Feminist teaching and learning—which, of course, is related to scholarship—connect with lengthy traditions of intellectual freedom and educational alternatives: taking a stand, respecting diversity, democratic processes, expanding possibilities.
*Online, face-to-face or “hybrid” courses are in the news as methods of content “delivery” are in development, along with the means to fund/support them.
*The Distributed Open Collaborative Course (DOCC) being offered in Fall 2013 at 16 institutions is a feminist rethinking of the Massive Open Online Course (MOOC). We intend to contribute to the larger conversation about educational equity and excellence.
*We are thinking about and developing strategies to work within, across, and with attention to difference, place, and privilege.
*Whether our students are feminist or not, and regardless of the different ways we professors are feminists, or teach feminism, we are introducing our students to a lively, thoughtful, complex, lengthy, and self-critical body of knowledge about technology that asks them to think about their own role in its history, production, and analysis.
FemTechNet’s first Distributed Open Collaborative Course (DOCC), “Dialogues on Feminism and Technology,” will launch in fall 2013 as a result of experimentation and BETA course implementation in spring 2013 at University of California, San Diego, Bowling Green State University, and Pitzer College. From January to June, 2013, several feminist scholars ran BETA courses, “Dialogues on Feminism and Technology.” Each course helped work through key elements of the DOCC 2013.
Alex Juhasz offered a course at Pitzer College which was taught in tandem with Radhika Gajjala’s course at Bowling Green State University (BGSU). “Feminist Dialogues in Technology” was a Women’s and American Culture Studies course offered by Radhika Gajjala of BGSU in Ohio and Alex Juhasz of Pitzer College in California during spring 2013.

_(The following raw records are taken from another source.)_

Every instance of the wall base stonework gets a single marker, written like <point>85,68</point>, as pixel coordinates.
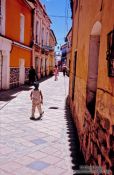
<point>96,141</point>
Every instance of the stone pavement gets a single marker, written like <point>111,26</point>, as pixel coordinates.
<point>39,147</point>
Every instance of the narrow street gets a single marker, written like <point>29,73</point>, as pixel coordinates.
<point>43,147</point>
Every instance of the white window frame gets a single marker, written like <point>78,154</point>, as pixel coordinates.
<point>22,27</point>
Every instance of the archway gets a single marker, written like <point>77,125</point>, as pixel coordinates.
<point>91,87</point>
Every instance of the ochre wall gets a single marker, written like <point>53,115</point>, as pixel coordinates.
<point>13,10</point>
<point>19,53</point>
<point>87,14</point>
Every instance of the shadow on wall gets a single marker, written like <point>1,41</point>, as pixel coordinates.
<point>10,94</point>
<point>76,154</point>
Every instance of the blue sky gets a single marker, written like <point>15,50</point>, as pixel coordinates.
<point>60,25</point>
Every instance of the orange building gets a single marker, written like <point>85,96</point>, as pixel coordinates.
<point>91,92</point>
<point>17,31</point>
<point>52,44</point>
<point>41,30</point>
<point>68,51</point>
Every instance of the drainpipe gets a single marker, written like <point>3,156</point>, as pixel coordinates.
<point>1,68</point>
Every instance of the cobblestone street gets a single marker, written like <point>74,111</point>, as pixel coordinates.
<point>39,147</point>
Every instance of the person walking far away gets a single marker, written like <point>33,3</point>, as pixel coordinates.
<point>32,76</point>
<point>37,100</point>
<point>56,72</point>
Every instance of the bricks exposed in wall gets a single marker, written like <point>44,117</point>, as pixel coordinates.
<point>97,142</point>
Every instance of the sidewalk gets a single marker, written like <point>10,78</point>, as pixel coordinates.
<point>39,147</point>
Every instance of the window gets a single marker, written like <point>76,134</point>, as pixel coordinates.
<point>37,32</point>
<point>22,23</point>
<point>42,36</point>
<point>47,38</point>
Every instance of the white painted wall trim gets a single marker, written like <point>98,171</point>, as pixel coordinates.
<point>5,47</point>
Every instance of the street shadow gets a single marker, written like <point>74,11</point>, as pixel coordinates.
<point>76,154</point>
<point>45,78</point>
<point>7,95</point>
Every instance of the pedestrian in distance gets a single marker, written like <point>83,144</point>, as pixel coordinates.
<point>37,100</point>
<point>56,72</point>
<point>32,76</point>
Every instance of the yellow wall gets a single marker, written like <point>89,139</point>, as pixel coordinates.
<point>13,10</point>
<point>19,53</point>
<point>90,129</point>
<point>88,15</point>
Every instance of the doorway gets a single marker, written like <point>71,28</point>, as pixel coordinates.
<point>36,65</point>
<point>22,71</point>
<point>93,59</point>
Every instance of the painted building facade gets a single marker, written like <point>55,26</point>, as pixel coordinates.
<point>41,32</point>
<point>52,44</point>
<point>68,41</point>
<point>91,93</point>
<point>15,42</point>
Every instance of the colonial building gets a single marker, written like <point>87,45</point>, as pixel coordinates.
<point>5,48</point>
<point>64,53</point>
<point>52,44</point>
<point>68,50</point>
<point>92,79</point>
<point>41,40</point>
<point>15,42</point>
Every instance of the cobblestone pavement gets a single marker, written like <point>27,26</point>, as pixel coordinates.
<point>39,147</point>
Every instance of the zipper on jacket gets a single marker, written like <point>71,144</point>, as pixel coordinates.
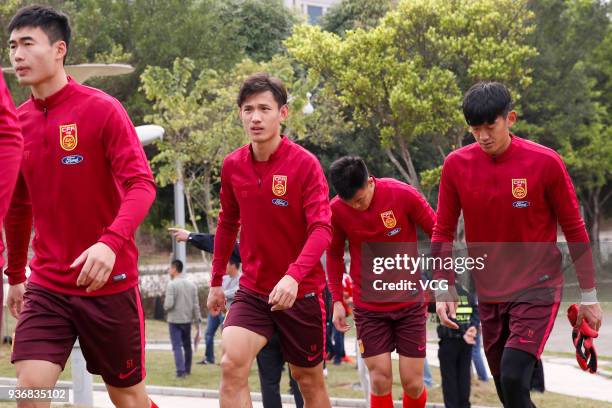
<point>45,141</point>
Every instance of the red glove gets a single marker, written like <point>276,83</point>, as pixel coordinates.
<point>582,337</point>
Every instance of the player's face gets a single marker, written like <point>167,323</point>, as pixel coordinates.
<point>33,57</point>
<point>494,137</point>
<point>261,117</point>
<point>363,197</point>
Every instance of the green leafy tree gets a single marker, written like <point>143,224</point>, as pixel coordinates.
<point>569,104</point>
<point>198,111</point>
<point>405,77</point>
<point>262,25</point>
<point>351,14</point>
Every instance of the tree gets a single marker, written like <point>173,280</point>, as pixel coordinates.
<point>197,108</point>
<point>262,26</point>
<point>351,14</point>
<point>568,106</point>
<point>405,77</point>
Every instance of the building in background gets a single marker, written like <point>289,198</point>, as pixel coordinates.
<point>311,9</point>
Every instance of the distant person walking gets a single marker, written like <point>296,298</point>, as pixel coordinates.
<point>183,308</point>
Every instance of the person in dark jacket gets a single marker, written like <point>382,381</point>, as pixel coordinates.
<point>455,351</point>
<point>270,361</point>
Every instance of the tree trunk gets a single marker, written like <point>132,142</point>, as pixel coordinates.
<point>398,165</point>
<point>212,224</point>
<point>407,158</point>
<point>408,171</point>
<point>192,218</point>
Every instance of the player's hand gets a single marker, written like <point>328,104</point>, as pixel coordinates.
<point>98,261</point>
<point>14,299</point>
<point>592,314</point>
<point>181,235</point>
<point>216,300</point>
<point>284,293</point>
<point>339,317</point>
<point>446,311</point>
<point>470,335</point>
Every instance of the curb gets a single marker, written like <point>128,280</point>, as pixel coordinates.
<point>214,394</point>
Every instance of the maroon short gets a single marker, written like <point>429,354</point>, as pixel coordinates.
<point>301,328</point>
<point>518,325</point>
<point>110,329</point>
<point>403,330</point>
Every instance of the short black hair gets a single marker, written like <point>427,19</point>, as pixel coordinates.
<point>485,101</point>
<point>178,265</point>
<point>348,174</point>
<point>54,23</point>
<point>259,83</point>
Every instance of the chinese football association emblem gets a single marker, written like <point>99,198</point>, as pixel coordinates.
<point>68,137</point>
<point>388,219</point>
<point>519,188</point>
<point>279,185</point>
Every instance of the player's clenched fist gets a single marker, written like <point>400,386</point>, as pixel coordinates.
<point>339,318</point>
<point>284,293</point>
<point>98,261</point>
<point>216,300</point>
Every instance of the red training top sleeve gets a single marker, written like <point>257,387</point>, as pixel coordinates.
<point>420,212</point>
<point>335,261</point>
<point>18,227</point>
<point>315,199</point>
<point>449,209</point>
<point>562,195</point>
<point>227,227</point>
<point>11,148</point>
<point>132,174</point>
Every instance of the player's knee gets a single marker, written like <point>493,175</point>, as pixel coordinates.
<point>233,368</point>
<point>130,400</point>
<point>381,382</point>
<point>511,381</point>
<point>412,386</point>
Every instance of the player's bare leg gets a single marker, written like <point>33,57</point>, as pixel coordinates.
<point>381,374</point>
<point>36,374</point>
<point>134,396</point>
<point>240,346</point>
<point>312,385</point>
<point>411,374</point>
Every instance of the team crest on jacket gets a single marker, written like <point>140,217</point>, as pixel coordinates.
<point>388,219</point>
<point>519,188</point>
<point>68,137</point>
<point>279,185</point>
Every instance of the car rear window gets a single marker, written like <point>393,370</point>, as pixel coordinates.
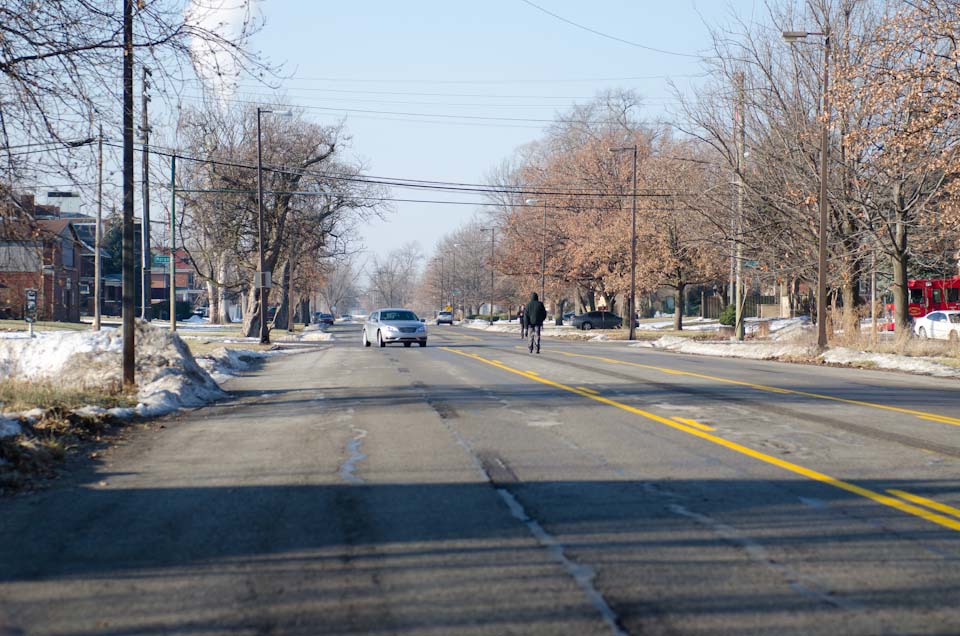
<point>398,315</point>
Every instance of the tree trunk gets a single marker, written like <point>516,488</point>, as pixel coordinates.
<point>901,298</point>
<point>282,318</point>
<point>680,299</point>
<point>213,296</point>
<point>223,303</point>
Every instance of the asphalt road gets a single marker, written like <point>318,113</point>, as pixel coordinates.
<point>473,488</point>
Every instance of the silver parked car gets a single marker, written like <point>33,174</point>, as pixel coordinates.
<point>394,325</point>
<point>943,324</point>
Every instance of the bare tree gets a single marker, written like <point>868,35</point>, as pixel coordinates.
<point>394,278</point>
<point>310,195</point>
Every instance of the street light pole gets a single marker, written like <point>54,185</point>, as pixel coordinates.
<point>800,36</point>
<point>263,282</point>
<point>633,245</point>
<point>493,233</point>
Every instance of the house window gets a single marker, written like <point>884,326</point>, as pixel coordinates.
<point>68,253</point>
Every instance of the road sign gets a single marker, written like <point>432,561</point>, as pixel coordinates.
<point>262,280</point>
<point>30,305</point>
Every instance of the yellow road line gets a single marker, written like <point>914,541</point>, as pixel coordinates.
<point>694,423</point>
<point>772,389</point>
<point>941,418</point>
<point>923,501</point>
<point>880,498</point>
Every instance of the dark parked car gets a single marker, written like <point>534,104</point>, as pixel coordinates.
<point>597,320</point>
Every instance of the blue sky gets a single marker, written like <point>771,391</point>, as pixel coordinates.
<point>458,61</point>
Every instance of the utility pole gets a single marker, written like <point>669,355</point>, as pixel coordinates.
<point>741,134</point>
<point>824,155</point>
<point>146,307</point>
<point>98,236</point>
<point>129,275</point>
<point>493,234</point>
<point>173,243</point>
<point>633,246</point>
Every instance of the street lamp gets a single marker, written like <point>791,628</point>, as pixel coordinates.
<point>453,281</point>
<point>262,281</point>
<point>801,36</point>
<point>493,234</point>
<point>543,246</point>
<point>633,243</point>
<point>440,258</point>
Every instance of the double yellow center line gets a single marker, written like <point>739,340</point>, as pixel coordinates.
<point>933,417</point>
<point>927,509</point>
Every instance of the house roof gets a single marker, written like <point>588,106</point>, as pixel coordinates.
<point>58,227</point>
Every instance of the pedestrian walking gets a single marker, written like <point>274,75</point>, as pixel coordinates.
<point>534,314</point>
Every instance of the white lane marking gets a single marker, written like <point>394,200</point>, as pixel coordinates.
<point>802,584</point>
<point>348,468</point>
<point>582,574</point>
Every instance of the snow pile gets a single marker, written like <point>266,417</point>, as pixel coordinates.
<point>9,427</point>
<point>315,334</point>
<point>732,348</point>
<point>167,374</point>
<point>224,363</point>
<point>925,366</point>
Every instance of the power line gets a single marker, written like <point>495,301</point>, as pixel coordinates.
<point>419,184</point>
<point>607,35</point>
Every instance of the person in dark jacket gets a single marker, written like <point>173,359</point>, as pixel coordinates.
<point>534,315</point>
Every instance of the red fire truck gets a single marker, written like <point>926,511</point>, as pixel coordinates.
<point>926,295</point>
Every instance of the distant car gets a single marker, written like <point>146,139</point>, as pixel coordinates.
<point>942,325</point>
<point>597,320</point>
<point>390,325</point>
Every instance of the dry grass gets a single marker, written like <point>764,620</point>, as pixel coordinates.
<point>945,351</point>
<point>20,395</point>
<point>199,347</point>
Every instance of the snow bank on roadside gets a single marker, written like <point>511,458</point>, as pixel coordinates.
<point>785,350</point>
<point>168,376</point>
<point>925,366</point>
<point>731,348</point>
<point>9,427</point>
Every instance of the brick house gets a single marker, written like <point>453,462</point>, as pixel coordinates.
<point>42,255</point>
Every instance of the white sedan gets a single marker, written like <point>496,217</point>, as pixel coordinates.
<point>943,325</point>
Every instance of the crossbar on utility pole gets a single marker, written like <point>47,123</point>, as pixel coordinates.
<point>173,243</point>
<point>800,36</point>
<point>146,309</point>
<point>633,246</point>
<point>129,275</point>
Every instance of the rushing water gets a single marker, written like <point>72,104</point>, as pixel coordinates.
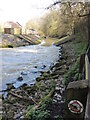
<point>29,59</point>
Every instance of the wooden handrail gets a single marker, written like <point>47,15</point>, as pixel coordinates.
<point>87,60</point>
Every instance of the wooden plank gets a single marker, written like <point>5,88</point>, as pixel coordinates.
<point>87,112</point>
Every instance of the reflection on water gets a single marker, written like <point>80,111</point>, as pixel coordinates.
<point>29,60</point>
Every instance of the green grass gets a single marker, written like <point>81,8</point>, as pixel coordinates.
<point>79,47</point>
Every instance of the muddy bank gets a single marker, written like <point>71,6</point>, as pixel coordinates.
<point>8,40</point>
<point>17,101</point>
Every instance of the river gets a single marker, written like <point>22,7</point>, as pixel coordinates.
<point>27,62</point>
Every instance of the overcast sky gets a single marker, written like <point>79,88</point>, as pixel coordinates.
<point>22,10</point>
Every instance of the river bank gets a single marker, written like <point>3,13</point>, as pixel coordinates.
<point>10,41</point>
<point>45,99</point>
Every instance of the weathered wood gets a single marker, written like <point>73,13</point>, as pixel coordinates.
<point>76,90</point>
<point>87,113</point>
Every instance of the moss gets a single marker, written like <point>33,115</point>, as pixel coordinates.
<point>7,46</point>
<point>39,112</point>
<point>79,47</point>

The BETA course offered students and faculty the opportunity to participate in collaborative university learning by taking advantage of various digital platforms, including the Sakai student portal at Pitzer, Facebook, Vimeo, and Google+ Hangouts. This course emphasized key issues in Feminism and Technology within the context of American culture, Globalization, and Media Studies. Students explored gender and technology through 11 themes including: TechnoFeminism, machine, body, archive, labor, difference, systems, place, race, sexualities, and transformation. As part of each theme, students collaborated by writing responses, producing keyword videos, contributing to Wikipedia, and creating crafts representative of the 11 themes for further connection and conversation. Christina Gayheart, a BGSU undergraduate student, said “the course was exciting because, though each school had a separate classroom, we worked collaboratively to further our understanding of Feminism and Technology; furthermore, the course explored a wide array of teaching mechanisms to offer variety. In many ways, I think the professors learned as much as the students did in this course.”